Nightingale se había mostrado satisfecho con encontrar una salida: se retiraba a La Locura y solo se ausentaba para tratar las dificultades sobrenaturales ocasionales de Scotland Yard y las fuerzas policiales locales. Era un mundo nuevo de autopistas, superpotencias globales y bombas atómicas. Él, como la mayoría de las personas en el ajo, daba por sentado que la magia se desvanecía, que la luz estaba desapareciendo del mundo y que nadie, salvo él, hacía magia.
Resultó que estaba equivocado en casi todos los aspectos, pero cuando lo descubrió era demasiado tarde…, otra persona se había dedicado a enseñar magia desde los cincuenta. No sé por qué Nightingale se mostró tan sorprendido; yo apenas conocía cuatro hechizos y medio y nadie habría conseguido que lo dejara a pesar de algunos encontronazos cercanos a la muerte con vampiros, ahorcamientos, espíritus malignos, revueltas, un hombre tigre y el ineludible riesgo de pasarse con la magia y conseguir un aneurisma cerebral.
Hasta donde pudimos averiguar, Geoffrey Wheatcroft, un mago mediocre, según se dice, se había retirado después de la guerra para enseñar teología en el Magdalen College, en Oxford.
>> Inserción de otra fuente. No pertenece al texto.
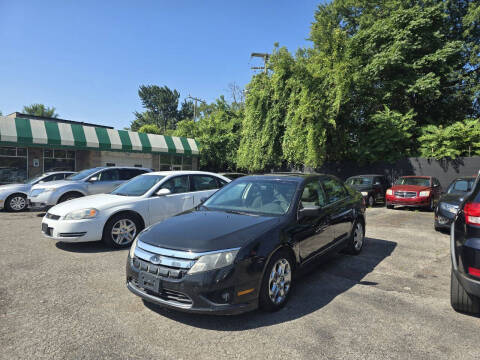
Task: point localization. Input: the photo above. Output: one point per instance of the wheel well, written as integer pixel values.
(126, 212)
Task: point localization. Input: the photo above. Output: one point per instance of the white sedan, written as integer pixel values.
(116, 218)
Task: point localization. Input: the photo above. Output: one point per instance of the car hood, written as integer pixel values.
(53, 184)
(454, 199)
(201, 231)
(99, 202)
(15, 187)
(409, 188)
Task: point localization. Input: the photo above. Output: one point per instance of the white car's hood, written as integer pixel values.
(52, 184)
(14, 187)
(99, 202)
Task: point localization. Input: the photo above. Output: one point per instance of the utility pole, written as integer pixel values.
(195, 105)
(265, 58)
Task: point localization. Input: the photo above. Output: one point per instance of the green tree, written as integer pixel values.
(40, 110)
En algún momento a mitad de los cincuenta, había financiado a un grupo que se reunía para cenar llamado los Pequeños Cocodrilos. Los universitarios pijos en los cincuenta y los sesenta se unían a estos grupos cuando no mantenían romances condenados al fracaso, espiaban a los rusos o inventaban las sátiras modernas.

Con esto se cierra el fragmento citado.